Al een aantal jaren op rij strijkt de overheid meer BPM op dan het jaar ervoor. De stijging van de bpm is nu wel zeer opvallend, omdat in 2019 een recordaantal elektrische auto’s zijn verkocht. Die auto’s zijn juist vrijgesteld van bpm, maar toch steeg de totale bpm-opbrengst naar ruim 2,2 miljard euro. Deze opvallende stijging is zo’n 90,5 miljoen meer dan een jaar eerder.
Geen teruggaaf meer vanaf 1 januari 2020
Sinds 1 januari 2020 kan men geen gebruik meer maken van de teruggaafregeling bpm voor taxi’s of openbaar vervoer.

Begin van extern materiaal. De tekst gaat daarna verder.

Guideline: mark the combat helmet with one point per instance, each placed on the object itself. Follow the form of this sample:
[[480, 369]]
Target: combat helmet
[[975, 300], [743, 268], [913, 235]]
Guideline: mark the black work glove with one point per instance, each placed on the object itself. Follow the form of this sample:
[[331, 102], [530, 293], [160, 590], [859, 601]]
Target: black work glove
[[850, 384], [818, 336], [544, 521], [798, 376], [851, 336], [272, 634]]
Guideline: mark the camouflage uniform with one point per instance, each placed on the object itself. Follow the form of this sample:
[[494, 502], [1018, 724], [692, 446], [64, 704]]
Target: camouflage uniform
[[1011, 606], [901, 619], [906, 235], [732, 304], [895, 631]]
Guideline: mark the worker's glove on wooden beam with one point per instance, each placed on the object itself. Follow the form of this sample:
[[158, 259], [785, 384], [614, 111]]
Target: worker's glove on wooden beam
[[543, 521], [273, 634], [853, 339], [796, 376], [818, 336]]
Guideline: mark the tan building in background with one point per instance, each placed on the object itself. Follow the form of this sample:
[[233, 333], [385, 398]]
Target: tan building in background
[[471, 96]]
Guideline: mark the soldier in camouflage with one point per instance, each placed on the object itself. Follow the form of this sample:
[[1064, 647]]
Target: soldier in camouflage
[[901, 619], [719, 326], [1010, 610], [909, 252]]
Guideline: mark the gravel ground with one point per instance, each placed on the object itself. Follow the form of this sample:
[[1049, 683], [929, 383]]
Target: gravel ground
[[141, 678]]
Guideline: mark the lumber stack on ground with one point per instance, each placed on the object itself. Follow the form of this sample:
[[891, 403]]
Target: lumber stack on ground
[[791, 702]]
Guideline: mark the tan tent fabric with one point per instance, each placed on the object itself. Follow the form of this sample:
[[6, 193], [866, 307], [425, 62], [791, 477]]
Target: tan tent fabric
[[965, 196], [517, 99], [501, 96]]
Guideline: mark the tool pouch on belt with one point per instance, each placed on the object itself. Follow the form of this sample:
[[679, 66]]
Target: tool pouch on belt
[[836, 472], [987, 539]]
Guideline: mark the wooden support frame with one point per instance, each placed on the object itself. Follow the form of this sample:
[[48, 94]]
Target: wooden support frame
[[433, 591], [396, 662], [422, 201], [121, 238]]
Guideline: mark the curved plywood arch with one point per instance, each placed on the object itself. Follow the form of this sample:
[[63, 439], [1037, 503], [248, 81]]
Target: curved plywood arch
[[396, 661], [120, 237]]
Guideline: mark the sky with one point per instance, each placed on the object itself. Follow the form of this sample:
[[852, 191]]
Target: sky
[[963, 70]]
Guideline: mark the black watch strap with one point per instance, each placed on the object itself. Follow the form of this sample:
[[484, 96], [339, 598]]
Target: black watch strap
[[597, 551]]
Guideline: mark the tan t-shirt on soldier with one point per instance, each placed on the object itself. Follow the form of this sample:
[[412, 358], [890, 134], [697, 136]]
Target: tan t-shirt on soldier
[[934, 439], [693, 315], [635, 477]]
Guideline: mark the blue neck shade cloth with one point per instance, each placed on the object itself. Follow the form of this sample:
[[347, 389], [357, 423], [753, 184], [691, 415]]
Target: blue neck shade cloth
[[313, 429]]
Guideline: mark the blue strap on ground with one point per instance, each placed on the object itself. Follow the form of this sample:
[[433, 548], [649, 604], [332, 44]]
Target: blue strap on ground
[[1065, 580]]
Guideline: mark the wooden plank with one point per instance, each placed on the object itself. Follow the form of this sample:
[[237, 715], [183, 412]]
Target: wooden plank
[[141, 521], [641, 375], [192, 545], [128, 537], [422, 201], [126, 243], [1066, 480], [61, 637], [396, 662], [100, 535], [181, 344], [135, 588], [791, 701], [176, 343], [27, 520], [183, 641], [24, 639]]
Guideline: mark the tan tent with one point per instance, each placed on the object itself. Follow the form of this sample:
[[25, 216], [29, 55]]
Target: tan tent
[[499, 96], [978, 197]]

Maar heeft men een personenauto die uiterlijk op 31 december 2019 voldeed aan de voorwaarden voor de teruggaafregeling, dan kan men nog tot uiterlijk 13 weken daarna een verzoek om teruggaaf doen.
De 3-jaarstermijn waarbinnen men moet voldoen aan de voorwaarden voor de teruggaaf, geldt vanaf het moment van de teruggaaf tot uiterlijk 31 december 2022. In die 3 jaar moet men de personenauto voor 90% of meer blijven gebruiken als taxi of voor openbaar vervoer. Het moment waarop de 3-jaarstermijn begint, geldt ook voor de doorschuifregeling. Het is dus zaak zo goed mogelijk te anticiperen op deze nieuwe regeling.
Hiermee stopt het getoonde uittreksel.